An evening breeze caressed the long grass in its courtyard, as the click of a loose shingle slapped on the broken roof of the stable nearby. Somewhere, locked in the limbs of a willow, a crow cawed.


A wan light flickered through the dirty, stained glass in the tower’s uppermost window. An omen for any who might call upon the owners of the derelict structure. Its light telling all who might wander nearby that they were not welcome.


Bartholomew slowly made his way up the circling stairwell to the topmost floor. His long beard dragging through dust on the steps. His age gnarled hand gripped his staff tightly as it clicked loudly on each step, supporting the frail old mans weight.

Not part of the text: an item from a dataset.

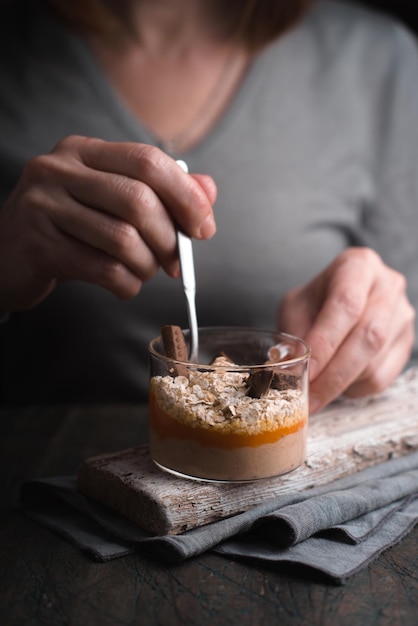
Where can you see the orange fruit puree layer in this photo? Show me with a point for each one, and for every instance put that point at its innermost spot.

Rupert, his brother, whom he hadn’t spoken to in nearly seventy years, was already pulling out a chair at the ancient cracked wooden table. His beard wasn’t nearly as long as his older brothers, however, it was still tucked deep within his belt.


Rupert leaned his own staff against the table as Bart took a seat and stared off to the left as he always did.


“Good evening, Bart,” he said and grinned his yellow-toothed grin, each and every night the ritual was the same. Bartholomew simply pretended his brother didn’t exist.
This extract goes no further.